Morocco’s public schools also suffer from structural deformities as contractors cut many corners during the constructions process. In many instances, walls were cracking, bricks were falling and doors and windows were breaking down. Classrooms have been built without basic storage facilities and without any heating or cooling systems.
Sadly, in an effort to maintain local, regional and national standards, students are just passing from one grade to another without mastering basic skills and competencies necessary in higher levels of education. Students have very poor reading and writing skills and use school as a venue for socializing. Some students, at the high school level, are barely able to write their names in a foreign language. Others do not speak any language fluently. Most are unable to write a short paragraph, in Arabic or French, without making spelling or grammatical mistakes.
Under a misguided system of promotion, most students realize that they will be promoted to the next educational level. This is why many are cavalier about their school work and spend little time worrying about homework or exams. This horrible reality is shared by teachers who also become apathetic, knowing that students will eventually be promoted regardless of their educational capabilities.
In order to fulfill “success quotas”, some headmasters have sacrificed quality in education and all they care about is a numbers game. They graduate as many students as possible so that they could inform the Ministry of Education that they have zero failures. This “achievement” helps incompetent and corrupt headmasters to obtain certificates of acknowledgement and promotion.
As far school administration, it is a world dominated by disgruntled former teachers who left the classroom to escape the demands of teaching. The majority of headmasters, especially in primary schools and middle schools, are illiterate people with no communication or administrative skills. As such, they inevitably develop problems with teachers, students and parents.

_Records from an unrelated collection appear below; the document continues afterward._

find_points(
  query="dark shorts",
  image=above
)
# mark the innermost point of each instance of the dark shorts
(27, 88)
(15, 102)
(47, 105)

Morocco’s public schools are archaic institutions in dire need of real change. Once proud institutions for learning, they have become venues populated by hopeless youth who engage in drug abuse, violence, and prostitution. Sadly, several female students, in both middle and high schools, are selling their bodies while their parents think that they are at school. While most are from poor families, they wear expensive clothing, state of the art mobile phones and other material items. One quick glimpse at the luxury cars in front of our public schools should tell you that something bad is taking place.
Losing control of our schools, our teachers and our students is recipe for disaster that will undoubtedly cost us the future of our beloved country. In the spirit of the Arab Spring, we need real change and we need it NOW!